Implications for Selective and Divided Listening

Performance was similar in selective and divided attention conditions in the present study. It is possible that this was because the two simultaneously presented streams were grouped into a single auditory object—akin to a failure in formation of auditory objects (Shinn-Cunningham & Best, 2008). If this were the case, the results may indicate that listeners were unable to listen truly selectively in the selective attention case and instead were forced to work with a single fused auditory object (comprising the two CF regions) in all conditions. In support of this idea, masker confusion error rates were similar in divided and selective attention conditions (Figure 8). Current theories propose that tone pulses with two simultaneous frequencies, like those in the present study, form separate perceptual streams based on the neural separation of activated frequency channels (“population separation theory”) or by the similarity or coherence in their responses over time (“temporal coherence theory”; cf. Shamma, Elhilali, & Micheyl, 2011). The CFs used in the present study had a large separation (more than a 21 semitone separation), and no two simultaneously presented sequences consisted of the same changes in frequency over time. Thus, both theories would predict that the two CFs should form separate streams. However, empirical studies of stream separation report results (including subjective judgments) that vary considerably within and across listeners depending on frequency separation and onset synchrony (Micheyl, Hanson, Demany, Shamma, & Oxenham, 2013). Subjective impressions of the present stimuli were also fairly ambiguous. Subjects reported difficulty with perceiving two separate streams when they were presented simultaneously, possibly because one of the frequencies (typically the low CF) always dominated the percept.

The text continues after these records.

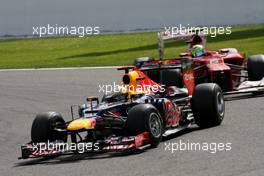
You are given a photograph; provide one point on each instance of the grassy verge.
(115, 49)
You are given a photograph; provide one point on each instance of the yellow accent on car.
(82, 123)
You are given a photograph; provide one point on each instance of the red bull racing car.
(135, 117)
(232, 71)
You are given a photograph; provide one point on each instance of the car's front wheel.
(44, 125)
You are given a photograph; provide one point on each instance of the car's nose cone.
(82, 123)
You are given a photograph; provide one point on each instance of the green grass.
(114, 49)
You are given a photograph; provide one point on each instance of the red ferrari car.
(232, 71)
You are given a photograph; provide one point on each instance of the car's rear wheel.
(145, 118)
(43, 127)
(255, 67)
(208, 105)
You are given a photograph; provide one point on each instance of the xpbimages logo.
(57, 30)
(212, 31)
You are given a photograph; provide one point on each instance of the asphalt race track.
(25, 93)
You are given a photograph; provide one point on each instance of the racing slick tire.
(43, 127)
(145, 118)
(208, 105)
(255, 67)
(138, 62)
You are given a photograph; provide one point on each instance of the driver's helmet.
(197, 50)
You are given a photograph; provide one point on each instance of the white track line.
(63, 68)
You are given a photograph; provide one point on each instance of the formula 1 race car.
(135, 117)
(227, 67)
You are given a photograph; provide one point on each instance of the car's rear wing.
(164, 37)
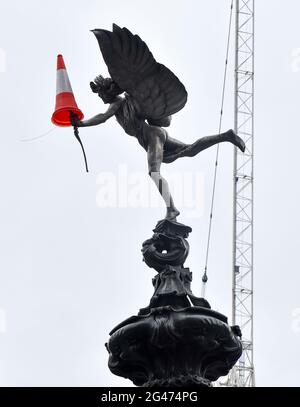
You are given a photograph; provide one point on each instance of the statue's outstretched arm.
(99, 118)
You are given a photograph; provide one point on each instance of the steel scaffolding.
(242, 374)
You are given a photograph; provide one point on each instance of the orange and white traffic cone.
(66, 106)
(65, 100)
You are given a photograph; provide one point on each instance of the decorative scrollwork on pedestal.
(177, 340)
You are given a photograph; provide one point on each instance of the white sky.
(71, 270)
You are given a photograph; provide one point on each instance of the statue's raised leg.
(175, 149)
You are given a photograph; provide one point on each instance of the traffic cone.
(65, 100)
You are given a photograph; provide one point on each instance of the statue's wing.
(157, 92)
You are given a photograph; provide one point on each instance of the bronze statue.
(152, 94)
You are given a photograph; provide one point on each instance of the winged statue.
(143, 95)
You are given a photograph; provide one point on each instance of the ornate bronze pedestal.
(177, 340)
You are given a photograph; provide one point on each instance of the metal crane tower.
(242, 374)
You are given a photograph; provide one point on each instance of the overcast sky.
(71, 268)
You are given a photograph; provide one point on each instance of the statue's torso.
(127, 117)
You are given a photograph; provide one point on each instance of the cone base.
(61, 117)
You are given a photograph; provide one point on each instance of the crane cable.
(204, 277)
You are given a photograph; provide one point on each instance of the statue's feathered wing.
(156, 91)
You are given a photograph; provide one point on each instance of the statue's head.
(106, 88)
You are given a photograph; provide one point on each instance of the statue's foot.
(172, 213)
(235, 139)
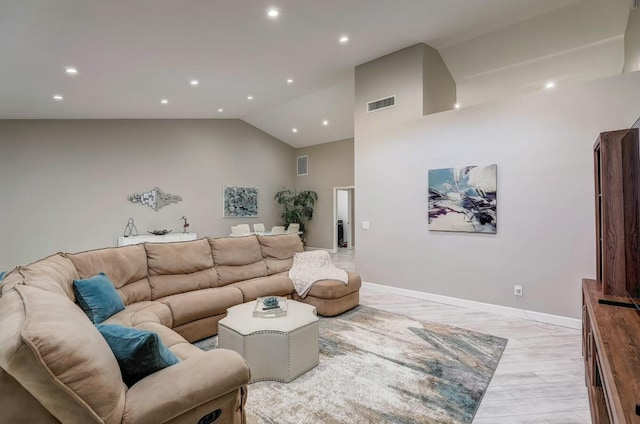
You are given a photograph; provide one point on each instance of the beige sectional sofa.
(56, 367)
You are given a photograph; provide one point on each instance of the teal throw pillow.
(97, 297)
(139, 352)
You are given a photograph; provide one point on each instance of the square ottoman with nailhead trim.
(278, 349)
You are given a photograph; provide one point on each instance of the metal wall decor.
(155, 198)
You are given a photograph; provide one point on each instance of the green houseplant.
(297, 206)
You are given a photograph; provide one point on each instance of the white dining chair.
(293, 228)
(278, 229)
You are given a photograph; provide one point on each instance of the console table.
(167, 238)
(611, 350)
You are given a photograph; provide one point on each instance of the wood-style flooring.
(540, 378)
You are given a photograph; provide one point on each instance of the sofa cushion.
(180, 267)
(145, 311)
(126, 267)
(178, 258)
(274, 285)
(237, 259)
(97, 297)
(278, 251)
(54, 273)
(192, 306)
(139, 352)
(52, 349)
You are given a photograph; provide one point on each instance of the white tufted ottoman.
(279, 349)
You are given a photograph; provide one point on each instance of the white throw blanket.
(309, 267)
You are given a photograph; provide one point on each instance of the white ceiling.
(131, 54)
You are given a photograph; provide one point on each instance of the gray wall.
(330, 165)
(632, 42)
(542, 144)
(64, 183)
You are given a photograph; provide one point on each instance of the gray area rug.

A large majority of studies on selective and divided auditory attention have used speech stimuli, distinguishing sources in the spatial domain (e.g., Best et al., 2006; McCloy & Lee, 2015) or by ear (e.g., Gallun et al., 2007). In each of these studies, poorer performance in the divided task relative to the selective task was reported. In contrast, the present study made use of nonspeech tonal patterns, presented monaurally, with the sources distinguished by frequency. Although perhaps less ecologically relevant than speech stimuli, using pure-tone stimuli allowed for more precise stimulus control—it was possible to control for peripheral interactions, as well as other top-down factors (e.g., linguistic factors). However, unlike the previous speech studies, listeners in the present study performed similarly in the divided attention and selective attention tasks. This similar selective and divided task performance is consistent with results from a few other nonspeech studies examining effects of target frequency uncertainty. Demany et al. (2015), although not comparing selective and divided attention tasks, demonstrated that listeners could successfully monitor two concurrent pure-tone melodies separated in frequency with fairly high sensitivity and accuracy. Kidd et al. (2008b) compared tone-detection thresholds in conditions where subjects monitored a single frequency channel and those in which subjects monitored two frequency channels, akin to the selective and divided attention conditions of the present study. Their findings did show a cost in the divided attention condition relative to the single-channel condition but only when there were maskers surrounding the target frequencies. Without these intervening maskers, as was the case in the present study, there was no difference between divided attention and single-channel conditions. In addition, Kidd et al. (2011) showed no difference between fixed target frequency (selective attention) conditions and random target frequency (presumably broad attention) conditions in a suprathreshold pattern identification task in the presence of informational maskers. What the present study adds is that this similar performance in selective and divided attention tasks in the frequency domain for nonspeech pattern identification appears to hold for both NH and HI listeners.

Summary and Conclusions

The present study aimed to equate performance among listeners in quiet to home in on central differences in the IM conditions between NH and HI groups. There were two ways that the stimulus was altered for the HI listeners in an attempt to equate performance with NH listeners in quiet. First, the stimuli were presented at the same SL for all listeners, which meant higher absolute stimulus levels for the HI listeners. Second, the frequency spread of the elements comprising the patterns was adjusted so that identification performance in quiet was equal across all individual subjects, which meant generally greater frequency spread for the HI listeners. Previous work has established that loss of sensitivity to auditory stimuli and increased pure-tone frequency difference limens are characteristic manifestations of cochlear pathology. To that extent, these stimulus alterations may be considered as partial compensation for the consequences of the peripheral pathology with the caveat that they are intended only to equate performance in those two domains. It should be noted that performance on the pattern identification task, even in unmasked or quiet conditions, may be influenced by across-trial uncertainty as seen clearly in Figure 5 (pattern identification performance in quiet drops in masked contexts). Thus, both peripheral and central factors may—and almost certainly do—determine performance in this task. However, within these limitations, the differences in performance between groups observed under masked conditions after incorporating these compensations—the greater frequency asymmetry in performance and masker confusion errors for HI listeners with the pattern masker—seem most likely to originate central to the cochlear pathology responsible for the hearing loss.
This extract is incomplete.